The magnetic tunnel junction uses the same three-layer sandwich of magnetic-nonmagnetic-magnetic material but with a number of minor differences. The first is that the nonmagnetic insulating layer is very thin. The second is that the first layer is pinned but the second layer can be changed by passing a small current through it. The electrons get through the thin insulating layer by a process known as “tunnelling”.
This is a quantum effect that shouldn’t happen according to classical physics. Because quantum mechanics deals with probabilities of things happening there is often a non-zero probability of something happening that is forbidden by classical mechanics. In this case classical mechanics says that there is no way that an electron can get through the insulating layer – it physically doesn’t have the energy needed to break through. Quantum mechanics, on the other hand, says that there is a small probability of the electron just appearing on the other side of the barrier without having to worry about how it got there! In picturesque language it is said to have “tunnelled” though the barrier rather than going over it. You can get very worried by such ideas but tunnelling does happen and there is a small current flow as a result.

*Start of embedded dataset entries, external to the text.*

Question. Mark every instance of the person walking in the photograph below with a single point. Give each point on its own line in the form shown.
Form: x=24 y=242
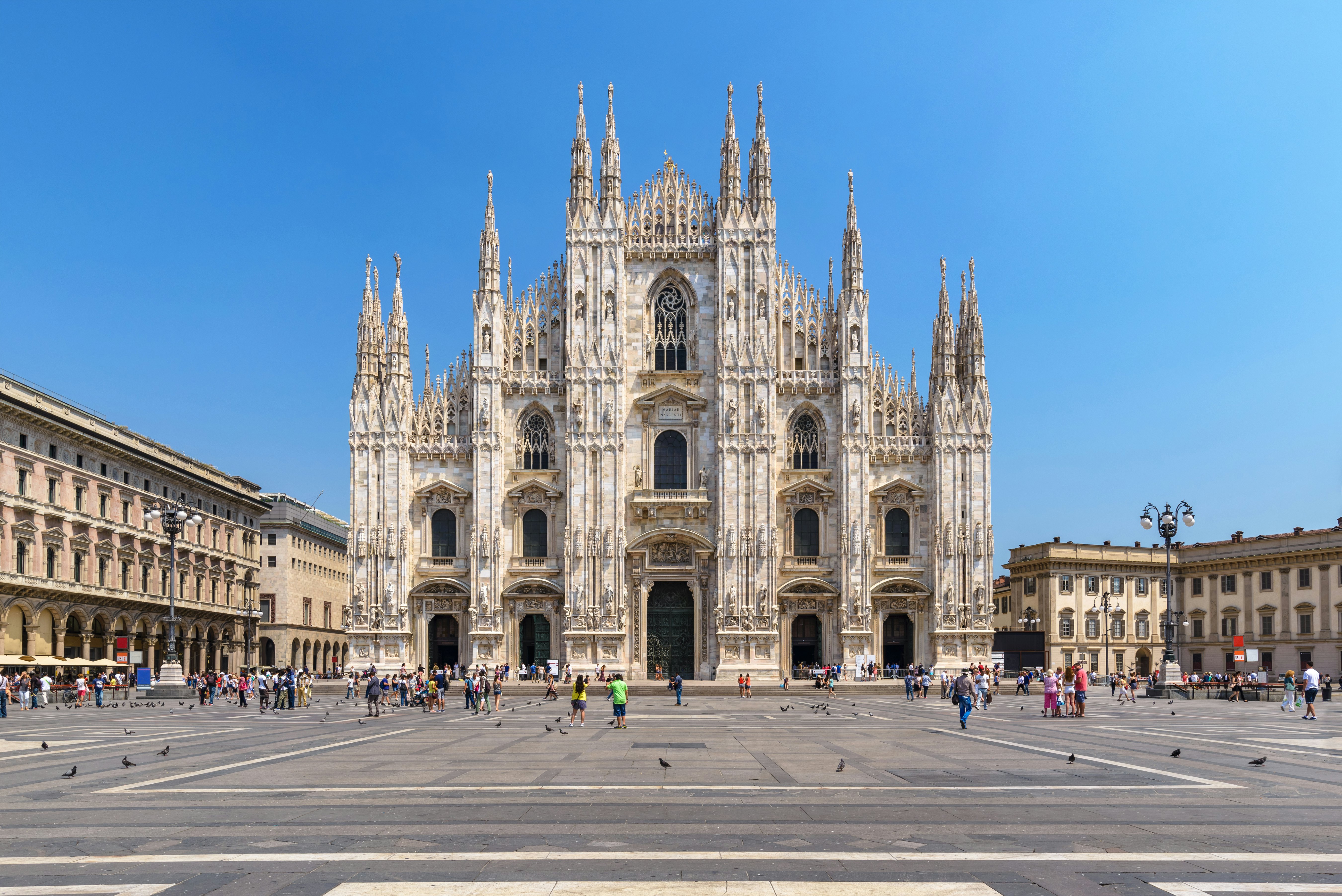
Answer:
x=964 y=690
x=579 y=702
x=1312 y=689
x=619 y=699
x=374 y=695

The key thing about tunnelling is that it is very sensitive to the conditions. If the insulating layer is very thin then there will be a lot of tunnelling current – slightly thicker and there will be very little. When the pinned layer is in the same direction as the changeable layer the tunnelling current is high. The electrons in the pinned layer have the right spin to pass into the changeable layer. When the changeable layer is magnetised in the opposite direction the electrons have the wrong spin to exist in there and the tunnelling current goes down by a factor of 1000. By simply flipping the magnetisation of the changeable layer you can store a 1 or a 0 and read the data by the resistance of the MTJ.

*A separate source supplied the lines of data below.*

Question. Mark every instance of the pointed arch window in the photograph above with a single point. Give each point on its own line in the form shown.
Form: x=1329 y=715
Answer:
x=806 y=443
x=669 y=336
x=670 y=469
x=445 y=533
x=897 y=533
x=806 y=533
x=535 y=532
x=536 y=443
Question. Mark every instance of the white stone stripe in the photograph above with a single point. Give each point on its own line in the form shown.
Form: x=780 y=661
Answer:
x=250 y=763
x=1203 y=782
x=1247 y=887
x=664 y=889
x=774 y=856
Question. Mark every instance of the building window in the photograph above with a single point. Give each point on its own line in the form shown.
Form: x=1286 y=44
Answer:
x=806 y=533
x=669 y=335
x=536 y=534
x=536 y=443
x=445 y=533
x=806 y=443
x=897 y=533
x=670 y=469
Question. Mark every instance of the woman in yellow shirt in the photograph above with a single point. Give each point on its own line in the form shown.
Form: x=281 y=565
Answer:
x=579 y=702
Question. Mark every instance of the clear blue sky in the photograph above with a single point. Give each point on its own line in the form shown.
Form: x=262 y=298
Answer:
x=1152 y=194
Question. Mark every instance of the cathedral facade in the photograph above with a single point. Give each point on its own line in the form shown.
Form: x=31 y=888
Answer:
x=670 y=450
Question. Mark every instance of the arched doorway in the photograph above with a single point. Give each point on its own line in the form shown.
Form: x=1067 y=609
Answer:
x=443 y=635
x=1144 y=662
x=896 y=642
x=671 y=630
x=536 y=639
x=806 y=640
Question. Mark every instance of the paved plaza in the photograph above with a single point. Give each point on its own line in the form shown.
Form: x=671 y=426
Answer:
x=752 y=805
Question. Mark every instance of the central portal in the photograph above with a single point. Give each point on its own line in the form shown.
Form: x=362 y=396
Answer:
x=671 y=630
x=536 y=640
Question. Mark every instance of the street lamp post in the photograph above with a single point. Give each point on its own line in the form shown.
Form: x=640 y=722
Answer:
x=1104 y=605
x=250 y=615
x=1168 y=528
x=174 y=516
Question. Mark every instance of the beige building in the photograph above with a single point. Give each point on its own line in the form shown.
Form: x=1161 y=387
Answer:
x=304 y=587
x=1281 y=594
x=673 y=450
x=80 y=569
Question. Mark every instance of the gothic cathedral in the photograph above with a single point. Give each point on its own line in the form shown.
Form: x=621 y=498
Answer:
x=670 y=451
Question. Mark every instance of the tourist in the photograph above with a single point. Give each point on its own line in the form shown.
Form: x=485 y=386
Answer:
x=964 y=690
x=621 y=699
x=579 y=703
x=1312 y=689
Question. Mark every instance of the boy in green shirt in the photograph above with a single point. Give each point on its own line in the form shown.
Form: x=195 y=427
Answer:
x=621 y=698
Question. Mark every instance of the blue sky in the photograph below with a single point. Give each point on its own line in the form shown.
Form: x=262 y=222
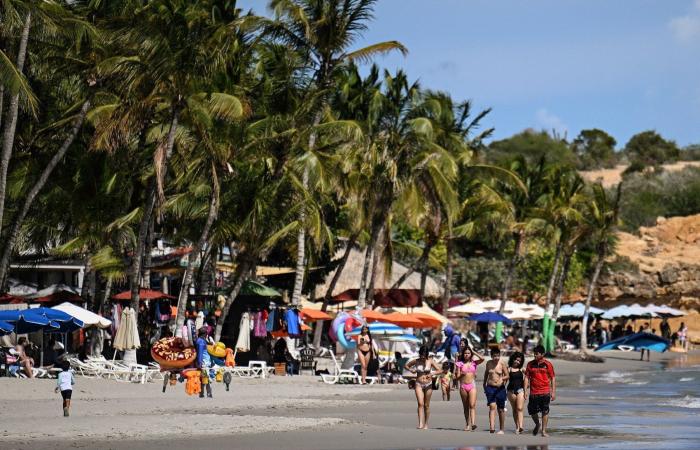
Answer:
x=620 y=65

With the two magnetic fields in the same direction the electrons jump from one end of the MTJ to the other without having to change their spin
With the magnetic fields opposed the electrons have to change their spin to jump to the far end and so a much smaller current flows
Currently MTJ based MRAM is being developed by IBM and Infineon and the first devices are available as storage cards for PDAs and mobile phones. The huge advantage of MRAM is that it stores the data even when the power is off. This makes it possible to save battery power in mobile devices and this is the reason why MRAM is making its first appearance in these markets. The advantages of a non-volatile high speed and high capacity device, however, are such that you can expect MRAM to replace standard computer memory, and perhaps even hard disks, in time.

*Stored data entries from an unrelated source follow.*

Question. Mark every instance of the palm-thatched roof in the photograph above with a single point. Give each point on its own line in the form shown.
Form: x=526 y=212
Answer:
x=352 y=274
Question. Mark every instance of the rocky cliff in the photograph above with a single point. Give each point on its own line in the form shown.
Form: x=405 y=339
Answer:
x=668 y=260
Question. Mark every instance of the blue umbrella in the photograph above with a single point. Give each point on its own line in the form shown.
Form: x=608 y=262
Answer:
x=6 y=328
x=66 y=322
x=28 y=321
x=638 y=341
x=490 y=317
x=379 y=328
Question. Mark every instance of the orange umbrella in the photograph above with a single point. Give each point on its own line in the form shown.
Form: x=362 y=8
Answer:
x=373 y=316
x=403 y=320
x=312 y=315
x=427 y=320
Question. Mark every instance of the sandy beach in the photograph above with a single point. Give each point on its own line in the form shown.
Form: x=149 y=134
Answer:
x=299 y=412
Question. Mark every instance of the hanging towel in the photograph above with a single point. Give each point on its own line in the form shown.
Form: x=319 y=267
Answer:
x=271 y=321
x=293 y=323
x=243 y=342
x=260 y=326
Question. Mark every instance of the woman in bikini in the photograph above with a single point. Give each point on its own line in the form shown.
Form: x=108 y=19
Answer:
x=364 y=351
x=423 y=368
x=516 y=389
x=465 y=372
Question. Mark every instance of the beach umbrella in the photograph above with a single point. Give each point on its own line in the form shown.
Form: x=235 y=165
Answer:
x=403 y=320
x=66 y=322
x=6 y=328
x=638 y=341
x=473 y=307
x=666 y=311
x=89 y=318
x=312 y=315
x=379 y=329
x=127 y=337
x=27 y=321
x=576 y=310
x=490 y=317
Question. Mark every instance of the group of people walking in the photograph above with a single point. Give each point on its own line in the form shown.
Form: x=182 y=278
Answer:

Currently MRAMs have been built which are six times faster than DRAM, which is the type of RAM used for the Megabytes of RAM in most PCs and almost as fast as SRAM, which is used for cache and other high speed applications. If all the DRAM in a PC were replaced by MRAM it would be faster and, operating systems bugs aside, you would never have to reboot. The reason is simply that when you switched the machine on the memory would be exactly as you left it and ready to do useful work.